I am often quite harsh about the six journals I review regularly here, but believe me dear reader, most of the rest are much, much worse. In many articles and blogs, most recently Richard Smith has bewailed the fact that most medical journal editors have no basic training in editing and impose only the loosest quality control on what they publish. This is true: and one of the most basic things an editor should insist on before a trial is published is that it has been registered. Here Liz Wager and colleagues look at 200 journals and find that 142 (71%) did not require registration (or at least did not mention this on their website), 55 (28%) required registration, and 3 (2%) encouraged registration but did not make it a requirement for publication. The qualitative part of the study produces a mixed bag of responses from editors. What none of them say is, “Look, I took this job because it would look good on my CV. I do it in my evenings and weekends and nobody ever told me how to do it properly. I have one assistant and she is on maternity leave. We get offered a load of crap and I have to publish some of it every month.” Though in fact some of the responses come quite close to this. Boy, do paper journals need a sort out.

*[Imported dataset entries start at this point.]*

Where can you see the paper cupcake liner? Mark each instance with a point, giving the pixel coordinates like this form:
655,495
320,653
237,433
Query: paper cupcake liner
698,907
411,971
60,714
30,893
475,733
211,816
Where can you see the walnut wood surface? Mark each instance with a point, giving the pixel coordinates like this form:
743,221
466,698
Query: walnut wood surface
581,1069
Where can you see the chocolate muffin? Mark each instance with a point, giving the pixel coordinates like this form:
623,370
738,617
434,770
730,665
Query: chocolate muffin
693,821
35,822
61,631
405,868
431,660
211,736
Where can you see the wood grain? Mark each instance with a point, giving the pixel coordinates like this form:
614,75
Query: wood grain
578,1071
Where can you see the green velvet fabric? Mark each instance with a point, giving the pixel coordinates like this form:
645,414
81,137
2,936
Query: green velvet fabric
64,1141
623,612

Plant of the Week: Rosa “Grüss an Aachen”
I’ve praised this rose several times before. It is the best. Its scent is heavenly, and its colours change form palest cream through soft pink and apricot. It starts flowering in late May and continues to November, saving its greatest beauty and abundance for October. From the late nineteenth century until recently there used to be a climbing form. If only I could find it.